Open Waters features six days of 20 events across five venues, a mix of established and emerging, local and visiting. “I also do try to make sure there are some artists not from our area to provide global context,” says Pearse.
Out-of-town guests include Jason Sharp and Adam Basanta from Montreal, who headline the Marquee on January 5. “Jason plays bass saxophone and modular synths and in this project they’re using heart-rate monitors and EKGs to control the synthesizers while also playing the saxophone,” says Pearse. “It’s literally visceral music.” Vancouver clarinetist François Houle hits the Dunn on Saturday, and there on Sunday will be Janice Jackson’s collaboration with Etienne Rolin, from France, and Singapore’s Dirk Stromberg.

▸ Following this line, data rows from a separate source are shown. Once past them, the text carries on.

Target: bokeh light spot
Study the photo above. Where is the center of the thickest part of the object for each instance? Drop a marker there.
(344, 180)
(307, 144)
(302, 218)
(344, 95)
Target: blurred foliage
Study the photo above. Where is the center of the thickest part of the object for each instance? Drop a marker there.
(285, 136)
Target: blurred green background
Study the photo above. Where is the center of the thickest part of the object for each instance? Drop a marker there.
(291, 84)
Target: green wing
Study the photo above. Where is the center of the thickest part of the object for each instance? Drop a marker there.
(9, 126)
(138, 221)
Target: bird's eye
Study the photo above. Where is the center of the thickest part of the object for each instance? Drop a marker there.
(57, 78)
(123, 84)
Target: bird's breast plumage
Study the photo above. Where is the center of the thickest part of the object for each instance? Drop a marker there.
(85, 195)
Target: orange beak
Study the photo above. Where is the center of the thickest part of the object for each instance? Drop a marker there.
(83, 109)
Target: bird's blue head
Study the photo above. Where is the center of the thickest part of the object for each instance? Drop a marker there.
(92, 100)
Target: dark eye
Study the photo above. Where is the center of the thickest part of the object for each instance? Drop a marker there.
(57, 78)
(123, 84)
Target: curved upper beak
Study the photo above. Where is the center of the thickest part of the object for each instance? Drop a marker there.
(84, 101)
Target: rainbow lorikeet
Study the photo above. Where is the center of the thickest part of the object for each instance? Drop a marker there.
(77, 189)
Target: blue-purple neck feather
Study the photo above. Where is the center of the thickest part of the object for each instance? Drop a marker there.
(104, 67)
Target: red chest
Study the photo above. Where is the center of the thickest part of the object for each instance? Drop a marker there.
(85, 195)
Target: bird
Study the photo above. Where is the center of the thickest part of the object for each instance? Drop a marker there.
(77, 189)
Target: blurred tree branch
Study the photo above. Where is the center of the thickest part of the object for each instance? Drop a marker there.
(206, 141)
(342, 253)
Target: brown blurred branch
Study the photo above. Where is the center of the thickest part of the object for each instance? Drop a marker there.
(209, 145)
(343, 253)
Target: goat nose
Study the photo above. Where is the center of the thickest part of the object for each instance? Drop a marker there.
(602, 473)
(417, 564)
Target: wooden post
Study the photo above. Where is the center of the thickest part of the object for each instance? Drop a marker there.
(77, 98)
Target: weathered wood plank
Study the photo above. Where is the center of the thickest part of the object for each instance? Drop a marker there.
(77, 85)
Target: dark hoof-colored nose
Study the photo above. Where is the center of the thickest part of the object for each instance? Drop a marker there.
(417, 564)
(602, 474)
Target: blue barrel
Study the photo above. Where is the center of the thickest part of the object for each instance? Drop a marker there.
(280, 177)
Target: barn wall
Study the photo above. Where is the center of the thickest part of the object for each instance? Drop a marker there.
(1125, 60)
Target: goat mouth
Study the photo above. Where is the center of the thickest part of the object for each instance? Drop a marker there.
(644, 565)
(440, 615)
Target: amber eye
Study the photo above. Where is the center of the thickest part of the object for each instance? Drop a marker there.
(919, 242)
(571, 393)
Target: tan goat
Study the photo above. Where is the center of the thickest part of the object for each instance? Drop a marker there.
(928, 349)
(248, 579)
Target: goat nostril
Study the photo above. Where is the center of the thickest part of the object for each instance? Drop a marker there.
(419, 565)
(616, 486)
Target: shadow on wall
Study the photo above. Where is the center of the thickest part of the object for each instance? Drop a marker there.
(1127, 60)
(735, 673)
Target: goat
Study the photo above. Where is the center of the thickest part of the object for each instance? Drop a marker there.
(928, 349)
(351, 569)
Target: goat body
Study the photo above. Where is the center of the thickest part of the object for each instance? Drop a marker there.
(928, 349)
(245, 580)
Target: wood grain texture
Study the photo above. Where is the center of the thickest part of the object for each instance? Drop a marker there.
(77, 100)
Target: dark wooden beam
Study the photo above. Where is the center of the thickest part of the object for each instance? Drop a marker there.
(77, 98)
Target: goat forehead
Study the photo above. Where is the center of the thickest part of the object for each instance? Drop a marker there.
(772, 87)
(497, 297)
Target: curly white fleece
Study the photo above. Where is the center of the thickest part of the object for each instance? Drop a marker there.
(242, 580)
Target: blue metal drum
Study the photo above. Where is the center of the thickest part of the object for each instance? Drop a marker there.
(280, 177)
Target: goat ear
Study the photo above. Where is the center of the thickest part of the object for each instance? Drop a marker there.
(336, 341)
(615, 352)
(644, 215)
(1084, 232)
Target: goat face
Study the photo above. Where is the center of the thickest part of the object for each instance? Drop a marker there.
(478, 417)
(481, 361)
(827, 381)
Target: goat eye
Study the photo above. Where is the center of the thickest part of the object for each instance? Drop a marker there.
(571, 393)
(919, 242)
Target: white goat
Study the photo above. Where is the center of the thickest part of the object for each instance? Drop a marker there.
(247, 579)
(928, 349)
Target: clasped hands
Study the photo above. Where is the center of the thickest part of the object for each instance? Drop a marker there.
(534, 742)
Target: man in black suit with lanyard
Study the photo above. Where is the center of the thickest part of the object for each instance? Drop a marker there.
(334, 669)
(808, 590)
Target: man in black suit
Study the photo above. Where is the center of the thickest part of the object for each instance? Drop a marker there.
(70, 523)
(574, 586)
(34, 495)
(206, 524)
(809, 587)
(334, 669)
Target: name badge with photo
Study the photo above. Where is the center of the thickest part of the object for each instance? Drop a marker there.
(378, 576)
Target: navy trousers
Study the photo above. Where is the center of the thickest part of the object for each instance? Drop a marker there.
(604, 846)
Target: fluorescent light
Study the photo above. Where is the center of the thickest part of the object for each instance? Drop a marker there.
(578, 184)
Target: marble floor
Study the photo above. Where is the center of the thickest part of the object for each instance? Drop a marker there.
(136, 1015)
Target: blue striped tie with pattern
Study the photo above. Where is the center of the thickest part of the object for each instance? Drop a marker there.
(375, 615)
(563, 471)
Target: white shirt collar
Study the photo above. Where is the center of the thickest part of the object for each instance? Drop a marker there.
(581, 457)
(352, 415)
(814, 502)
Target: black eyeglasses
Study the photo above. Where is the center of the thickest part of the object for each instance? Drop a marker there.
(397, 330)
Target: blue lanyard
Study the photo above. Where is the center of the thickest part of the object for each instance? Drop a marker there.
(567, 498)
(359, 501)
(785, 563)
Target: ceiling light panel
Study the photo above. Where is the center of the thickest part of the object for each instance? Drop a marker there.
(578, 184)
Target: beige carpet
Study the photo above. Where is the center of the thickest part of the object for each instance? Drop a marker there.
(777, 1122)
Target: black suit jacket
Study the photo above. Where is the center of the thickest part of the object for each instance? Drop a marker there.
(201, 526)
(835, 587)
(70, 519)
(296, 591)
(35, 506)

Local representation comes from Pearse’s project with Alan Sylliboy, The Thundermakers (Saturday at the Dunn), soprano Maureen Batt at Dal’s MacAloney Room on Saturday afternoon, To Dream of Silence (a co-presentation of Upstream Music and Sanctuary Concerts) at the Halifax Music Co-op on Tuesday and New Hermitage on Friday night at the Dunn. “I really want to celebrate younger artists taking the risks,” says Pearse of the latter quartet, “and making good on their promising starts in the [Halifax Jazz Festival’s] Creative Music Workshops.”
Because of improvised music’s range of included genres—jazz, electronic, folk, chamber, experimental—it’s an art form that’s diverse, open-minded and wide-reaching. “Improvised, exploratory music is something that happens all over the world,” notes Pearse. “It’s not just us over here being weird cause we’re weird.”
Flutist and “new music pioneer” Paolo Bortolussi is part of this year’s lineup.